The Civil Aviation Affairs authority announced a reduction in the number of incoming flights to Bahrain until further notice, effective 3am on Wednesday, 18 March 2020.
The Nationality, Passport & Residence Affairs (NPRA) department at Bahrain’s Ministry of Interior will also start to suspend on-arrival visas across the kingdom’s entry points until further notice at the same time.
On-arrival visas will be available for diplomatic passport holders and e-visas will be available for the public, NPRA said.
A 65-year-old Bahraini woman passed away due to Covid-19, Bahrain said on 16 March.
State-run Bahrain News Agency announced that the woman “had returned from Iran via an indirect flight last month and had not entered the general population”.
To date, 228 Covid-19 cases have been confirmed in Bahrain, of which 147 are active cases.
Border closures have been announced in Oman, which as of 16 March had the lowest number of Covid-19 cases in the Gulf.
Oman’s Ministry of Health announced two new Covid-19 cases on 16 March, which it said were linked to travel abroad.
Twenty-two of the sultanate’s 24 cases are linked to travel, Oman said.
Oman is barring entry to non-GCC residents in response to the new coronavirus. The sultanate’s Supreme Committee decided that arrivals to the country from 17 March, including citizens, would be placed under quarantine upon entry.
The Supreme Committee has also closed all parks and public play areas, suspended Friday prayers and banned all social gatherings, including weddings and funeral ceremonies.
Schools and universities, as well as sports activities, have been suspended for a month, and cruise liners have been stopped from entering Omani ports.
Measures to contain the spread of Covid-19 were expanded in the UAE on 16 March as further venue closures were announced.
Dubai Financial Market has temporarily closed its trading floor and customer affairs counters until further notice in response to Covid-19.
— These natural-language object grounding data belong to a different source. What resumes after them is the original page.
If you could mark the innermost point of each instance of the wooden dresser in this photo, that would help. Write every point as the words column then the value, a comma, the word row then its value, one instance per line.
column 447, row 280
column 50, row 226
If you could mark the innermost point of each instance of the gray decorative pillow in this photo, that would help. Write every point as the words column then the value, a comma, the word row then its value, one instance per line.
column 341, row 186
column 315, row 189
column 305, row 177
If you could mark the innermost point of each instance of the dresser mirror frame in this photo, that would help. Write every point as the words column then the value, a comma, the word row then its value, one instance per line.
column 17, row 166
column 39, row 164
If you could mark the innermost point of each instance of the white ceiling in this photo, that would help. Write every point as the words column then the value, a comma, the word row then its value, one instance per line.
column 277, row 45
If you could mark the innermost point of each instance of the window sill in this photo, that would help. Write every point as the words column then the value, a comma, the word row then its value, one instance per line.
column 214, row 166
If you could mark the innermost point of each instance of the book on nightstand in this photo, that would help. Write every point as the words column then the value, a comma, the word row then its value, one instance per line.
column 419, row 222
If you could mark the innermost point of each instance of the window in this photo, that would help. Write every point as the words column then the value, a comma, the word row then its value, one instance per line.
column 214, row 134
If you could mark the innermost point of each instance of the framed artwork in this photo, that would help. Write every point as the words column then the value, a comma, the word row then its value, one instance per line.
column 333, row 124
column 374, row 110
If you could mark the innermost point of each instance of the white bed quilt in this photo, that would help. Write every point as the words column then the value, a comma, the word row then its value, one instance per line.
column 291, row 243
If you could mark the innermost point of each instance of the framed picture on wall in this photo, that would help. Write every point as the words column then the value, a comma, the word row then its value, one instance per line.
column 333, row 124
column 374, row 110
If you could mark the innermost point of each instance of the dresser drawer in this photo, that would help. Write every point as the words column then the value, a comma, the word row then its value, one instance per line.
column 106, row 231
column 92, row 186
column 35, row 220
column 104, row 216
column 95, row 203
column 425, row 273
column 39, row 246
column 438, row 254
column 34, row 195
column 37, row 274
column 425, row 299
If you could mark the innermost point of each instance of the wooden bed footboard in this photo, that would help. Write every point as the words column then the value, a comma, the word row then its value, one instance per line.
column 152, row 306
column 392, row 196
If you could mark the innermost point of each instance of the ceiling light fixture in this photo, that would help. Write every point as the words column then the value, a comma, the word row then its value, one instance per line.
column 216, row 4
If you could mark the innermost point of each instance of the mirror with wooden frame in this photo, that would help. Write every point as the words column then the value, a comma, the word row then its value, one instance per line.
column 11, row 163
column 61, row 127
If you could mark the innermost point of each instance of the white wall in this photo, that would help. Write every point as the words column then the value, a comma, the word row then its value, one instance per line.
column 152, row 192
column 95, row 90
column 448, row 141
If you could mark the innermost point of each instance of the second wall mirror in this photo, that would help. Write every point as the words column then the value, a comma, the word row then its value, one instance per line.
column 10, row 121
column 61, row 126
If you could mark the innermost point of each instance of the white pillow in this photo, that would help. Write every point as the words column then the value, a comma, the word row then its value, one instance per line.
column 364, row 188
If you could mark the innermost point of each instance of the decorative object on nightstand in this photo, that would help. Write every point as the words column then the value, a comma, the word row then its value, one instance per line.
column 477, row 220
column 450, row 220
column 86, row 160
However, the Dubai bourse’s chief operating officer and head of operations, Hassan al-Serkal, said the closure of the floor would not affect trading activity.
“Investors can carry on with their activities through DFM’s online and smart platforms as well as licensed brokerage firms.
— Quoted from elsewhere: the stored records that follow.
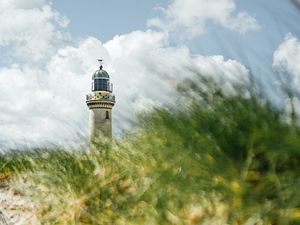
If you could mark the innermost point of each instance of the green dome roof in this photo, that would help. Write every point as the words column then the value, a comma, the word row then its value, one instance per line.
column 100, row 74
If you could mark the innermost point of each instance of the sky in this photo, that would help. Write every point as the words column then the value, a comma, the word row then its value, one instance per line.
column 49, row 51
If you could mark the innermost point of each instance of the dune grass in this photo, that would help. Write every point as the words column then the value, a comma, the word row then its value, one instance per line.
column 216, row 159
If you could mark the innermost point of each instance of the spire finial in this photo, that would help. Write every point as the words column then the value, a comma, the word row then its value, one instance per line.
column 100, row 62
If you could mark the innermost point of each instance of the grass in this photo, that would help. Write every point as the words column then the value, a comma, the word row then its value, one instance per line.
column 216, row 159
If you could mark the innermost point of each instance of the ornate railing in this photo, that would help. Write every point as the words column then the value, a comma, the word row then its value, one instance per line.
column 100, row 97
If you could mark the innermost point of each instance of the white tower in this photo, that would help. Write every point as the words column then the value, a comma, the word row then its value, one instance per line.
column 100, row 103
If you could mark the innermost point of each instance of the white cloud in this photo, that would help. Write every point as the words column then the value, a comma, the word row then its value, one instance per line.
column 42, row 105
column 31, row 29
column 286, row 63
column 191, row 16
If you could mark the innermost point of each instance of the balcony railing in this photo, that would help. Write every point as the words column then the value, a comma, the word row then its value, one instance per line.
column 99, row 97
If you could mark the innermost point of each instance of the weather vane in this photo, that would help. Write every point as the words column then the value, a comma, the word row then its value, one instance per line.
column 101, row 63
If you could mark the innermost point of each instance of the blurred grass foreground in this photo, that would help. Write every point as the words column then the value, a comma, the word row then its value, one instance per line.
column 215, row 158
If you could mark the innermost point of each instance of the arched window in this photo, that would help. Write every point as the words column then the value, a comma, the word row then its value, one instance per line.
column 101, row 85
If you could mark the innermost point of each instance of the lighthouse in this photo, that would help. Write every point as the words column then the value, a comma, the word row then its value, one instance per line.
column 100, row 103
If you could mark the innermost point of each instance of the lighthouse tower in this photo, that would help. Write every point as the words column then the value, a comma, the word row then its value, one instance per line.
column 100, row 103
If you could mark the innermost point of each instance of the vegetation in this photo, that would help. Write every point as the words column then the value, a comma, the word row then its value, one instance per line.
column 216, row 159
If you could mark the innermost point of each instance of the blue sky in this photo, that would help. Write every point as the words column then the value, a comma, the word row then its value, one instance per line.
column 48, row 51
column 105, row 19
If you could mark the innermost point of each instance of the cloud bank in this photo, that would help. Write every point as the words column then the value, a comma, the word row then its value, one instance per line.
column 43, row 92
column 192, row 16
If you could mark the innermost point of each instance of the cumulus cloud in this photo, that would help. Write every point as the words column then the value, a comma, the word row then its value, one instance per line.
column 31, row 29
column 191, row 16
column 42, row 105
column 286, row 63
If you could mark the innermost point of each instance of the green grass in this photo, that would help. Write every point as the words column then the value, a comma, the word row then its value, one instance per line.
column 216, row 159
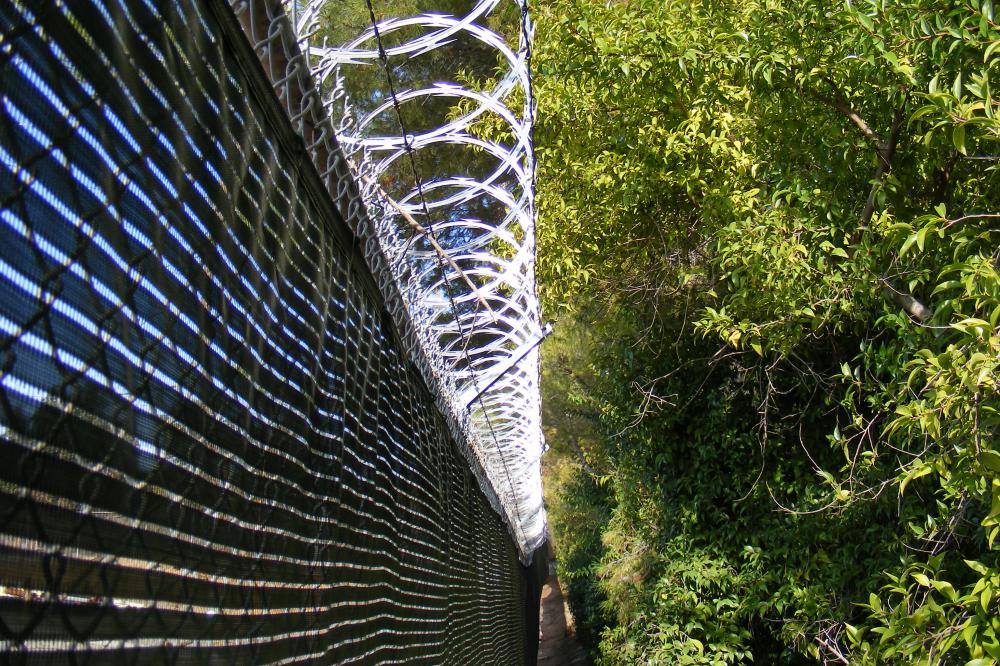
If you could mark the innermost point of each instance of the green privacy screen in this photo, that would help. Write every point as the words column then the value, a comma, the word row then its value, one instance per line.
column 213, row 445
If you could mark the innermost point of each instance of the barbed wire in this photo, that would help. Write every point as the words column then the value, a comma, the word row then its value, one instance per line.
column 478, row 317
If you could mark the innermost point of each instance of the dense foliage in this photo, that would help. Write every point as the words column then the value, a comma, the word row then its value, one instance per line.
column 770, row 234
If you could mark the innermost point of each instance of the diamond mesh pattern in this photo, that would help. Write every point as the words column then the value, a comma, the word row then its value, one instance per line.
column 214, row 447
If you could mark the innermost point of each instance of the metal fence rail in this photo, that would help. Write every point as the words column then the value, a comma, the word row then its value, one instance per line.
column 213, row 445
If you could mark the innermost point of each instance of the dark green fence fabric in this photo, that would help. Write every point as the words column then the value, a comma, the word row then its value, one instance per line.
column 213, row 447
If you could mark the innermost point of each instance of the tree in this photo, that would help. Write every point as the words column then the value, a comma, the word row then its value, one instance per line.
column 786, row 217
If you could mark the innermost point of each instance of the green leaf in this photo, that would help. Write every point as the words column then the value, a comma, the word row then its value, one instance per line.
column 991, row 460
column 958, row 138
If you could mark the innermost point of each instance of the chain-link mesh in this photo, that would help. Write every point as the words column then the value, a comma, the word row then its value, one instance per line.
column 213, row 445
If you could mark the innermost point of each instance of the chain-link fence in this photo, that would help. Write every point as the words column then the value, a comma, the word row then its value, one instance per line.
column 214, row 447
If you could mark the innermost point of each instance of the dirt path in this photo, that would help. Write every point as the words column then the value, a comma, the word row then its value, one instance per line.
column 558, row 646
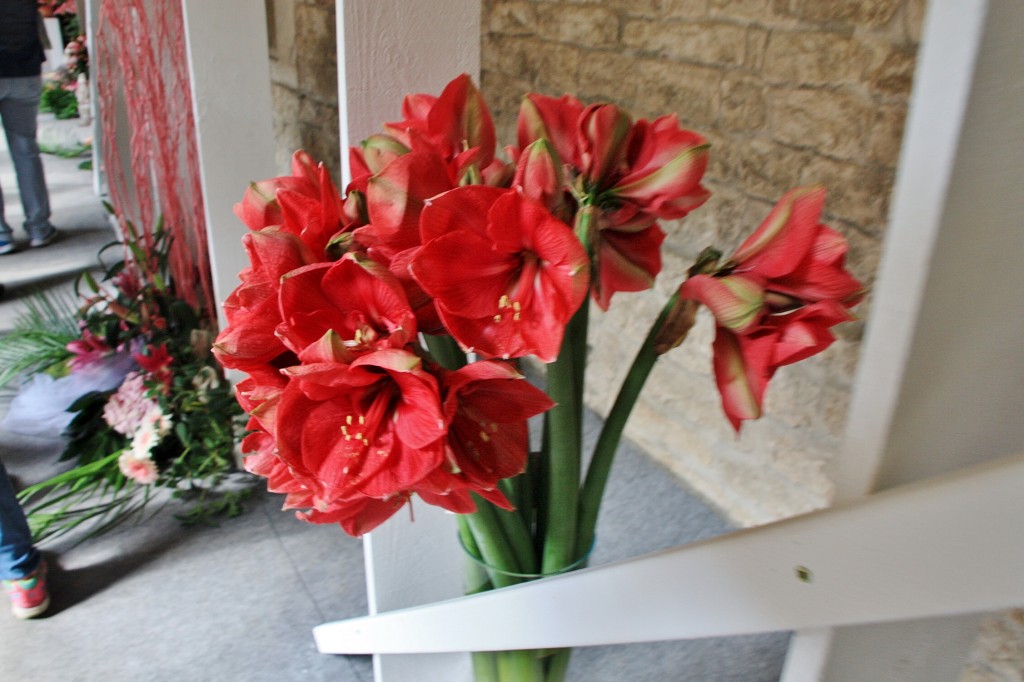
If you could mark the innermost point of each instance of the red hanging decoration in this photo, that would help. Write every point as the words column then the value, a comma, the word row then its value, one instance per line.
column 143, row 84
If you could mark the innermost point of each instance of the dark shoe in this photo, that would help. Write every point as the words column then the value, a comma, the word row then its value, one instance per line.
column 47, row 238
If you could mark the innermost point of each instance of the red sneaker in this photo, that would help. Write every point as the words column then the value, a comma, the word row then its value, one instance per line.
column 28, row 595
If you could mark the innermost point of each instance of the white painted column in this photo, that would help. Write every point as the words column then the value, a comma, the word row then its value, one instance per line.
column 941, row 375
column 230, row 86
column 386, row 49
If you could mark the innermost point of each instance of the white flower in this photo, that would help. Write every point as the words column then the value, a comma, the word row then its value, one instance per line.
column 127, row 407
column 139, row 469
column 144, row 439
column 158, row 419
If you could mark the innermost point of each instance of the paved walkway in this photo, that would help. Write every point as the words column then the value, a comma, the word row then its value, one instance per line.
column 157, row 602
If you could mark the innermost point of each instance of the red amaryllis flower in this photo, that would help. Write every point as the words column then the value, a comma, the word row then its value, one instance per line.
column 632, row 174
column 505, row 273
column 356, row 516
column 636, row 173
column 249, row 341
column 305, row 204
column 775, row 300
column 373, row 427
column 556, row 120
column 486, row 405
column 355, row 298
column 456, row 126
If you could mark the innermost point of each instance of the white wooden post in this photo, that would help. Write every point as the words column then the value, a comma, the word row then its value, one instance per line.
column 229, row 74
column 941, row 374
column 948, row 545
column 388, row 48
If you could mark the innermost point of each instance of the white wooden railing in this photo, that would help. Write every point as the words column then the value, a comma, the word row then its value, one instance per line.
column 910, row 552
column 948, row 291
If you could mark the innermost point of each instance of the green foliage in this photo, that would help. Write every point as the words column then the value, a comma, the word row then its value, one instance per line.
column 38, row 342
column 187, row 408
column 55, row 99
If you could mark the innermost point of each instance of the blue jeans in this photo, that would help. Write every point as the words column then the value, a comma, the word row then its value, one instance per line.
column 18, row 111
column 17, row 555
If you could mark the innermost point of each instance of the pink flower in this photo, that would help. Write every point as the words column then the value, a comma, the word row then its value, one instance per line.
column 139, row 469
column 775, row 299
column 88, row 350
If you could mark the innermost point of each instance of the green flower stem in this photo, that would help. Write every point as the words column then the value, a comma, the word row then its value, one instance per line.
column 611, row 432
column 485, row 667
column 563, row 456
column 494, row 546
column 522, row 666
column 517, row 533
column 557, row 665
“As long as this temporary closure is implemented, only employees of brokerage firms with offices located at the trading floor can access the premises.”
Abu Dhabi Securities Exchange also closed its trading floor on 15 March.
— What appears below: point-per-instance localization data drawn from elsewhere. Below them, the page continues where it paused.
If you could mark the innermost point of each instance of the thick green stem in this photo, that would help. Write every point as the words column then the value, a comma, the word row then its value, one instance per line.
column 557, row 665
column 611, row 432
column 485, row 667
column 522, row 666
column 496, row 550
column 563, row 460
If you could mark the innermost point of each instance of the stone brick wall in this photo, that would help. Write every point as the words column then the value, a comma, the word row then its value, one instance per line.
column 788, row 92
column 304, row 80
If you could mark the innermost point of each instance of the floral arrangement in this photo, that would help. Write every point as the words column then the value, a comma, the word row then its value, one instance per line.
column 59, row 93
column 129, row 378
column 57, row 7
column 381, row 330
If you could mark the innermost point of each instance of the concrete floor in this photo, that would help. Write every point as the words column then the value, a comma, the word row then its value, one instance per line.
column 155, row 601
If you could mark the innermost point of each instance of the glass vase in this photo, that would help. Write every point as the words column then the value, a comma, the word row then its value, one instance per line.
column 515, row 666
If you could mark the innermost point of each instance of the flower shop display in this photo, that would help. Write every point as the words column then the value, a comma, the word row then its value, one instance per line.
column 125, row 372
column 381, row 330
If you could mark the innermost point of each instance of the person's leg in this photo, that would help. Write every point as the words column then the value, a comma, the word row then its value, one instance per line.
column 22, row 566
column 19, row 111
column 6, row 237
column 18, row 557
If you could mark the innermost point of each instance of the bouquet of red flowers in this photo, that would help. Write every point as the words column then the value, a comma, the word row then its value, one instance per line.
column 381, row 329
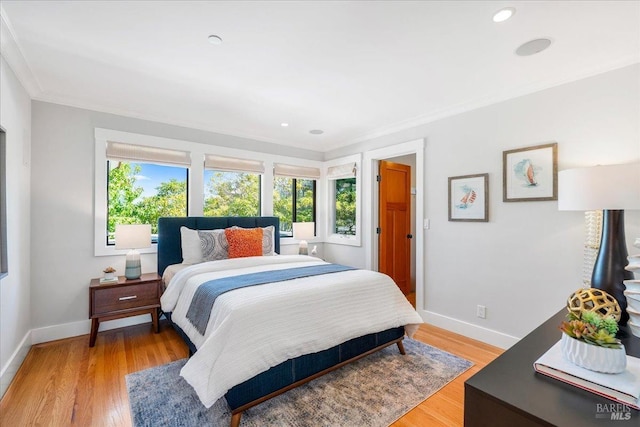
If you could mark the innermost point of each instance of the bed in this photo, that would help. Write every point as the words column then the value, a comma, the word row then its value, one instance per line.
column 260, row 341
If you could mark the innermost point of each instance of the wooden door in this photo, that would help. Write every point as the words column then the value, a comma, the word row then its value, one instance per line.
column 394, row 244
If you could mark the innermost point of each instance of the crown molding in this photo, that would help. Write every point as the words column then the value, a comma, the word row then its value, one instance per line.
column 487, row 101
column 11, row 52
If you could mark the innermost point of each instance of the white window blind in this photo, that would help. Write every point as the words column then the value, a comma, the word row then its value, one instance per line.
column 342, row 171
column 230, row 164
column 120, row 151
column 292, row 171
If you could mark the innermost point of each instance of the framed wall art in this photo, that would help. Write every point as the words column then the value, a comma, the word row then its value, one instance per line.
column 530, row 174
column 469, row 198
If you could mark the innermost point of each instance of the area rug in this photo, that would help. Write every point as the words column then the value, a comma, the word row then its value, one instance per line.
column 373, row 391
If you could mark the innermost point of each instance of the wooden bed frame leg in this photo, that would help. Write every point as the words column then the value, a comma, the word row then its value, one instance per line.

The UAE has 98 confirmed cases of Covid-19, of which 26 have recovered. Twelve of the 98 cases were announced on 16 March.
On the same day, the UAE’s National Emergency Crisis & Disaster Management Authority and the General Authority of Islamic Affairs & Endowments temporarily suspended prayers in all places of worship for four weeks.
Abu Dhabi, 16 March, 2020 (WAM): During a video conference, Sheikh Mohamed bin Zayed al-Nahyan learned about the ongoing national efforts to curb the proliferation of Covid-19
Middle East update
Social distancing is being encouraged as Middle East governments seek to limit the spread of Covid-19.
Lebanon declared a medical state of emergency on 15 March, shutting down its airport and most public institutions and private companies.
Information Minister Manal Abdel Samad said Lebanon’s borders, ports and airport would be closed on 18-29 March and Lebanese people were obliged to remain at home except for matters of "extreme necessity”.
Ninety-nine cases and three fatalities have been attributed to Covid-19 in Lebanon.
Tunisia will suspend international flights and close its land border to contain the outbreak of coronavirus, Prime Minister Elyes Fakhfakh said on 16 March.
Egypt, which has reported 150 cases and three deaths, will halt flights to its airports from 19-31 March and implement a shutdown that will include the sterilisation of hotels and tourism facilities, Prime Minister Mustafa Madbouli said.
Iraq announced a week-long curfew on 15 March, and the shutdown will take effect later today. It includes the suspension of all flights from Baghdad International airport as Iraq seeks to contain Covid-19, which has infected 124 and claimed nine lives in the country.
Qatar reported 38 new coronavirus cases on 16 March, taking the total number of infections to 439, according to the Andalou Agency.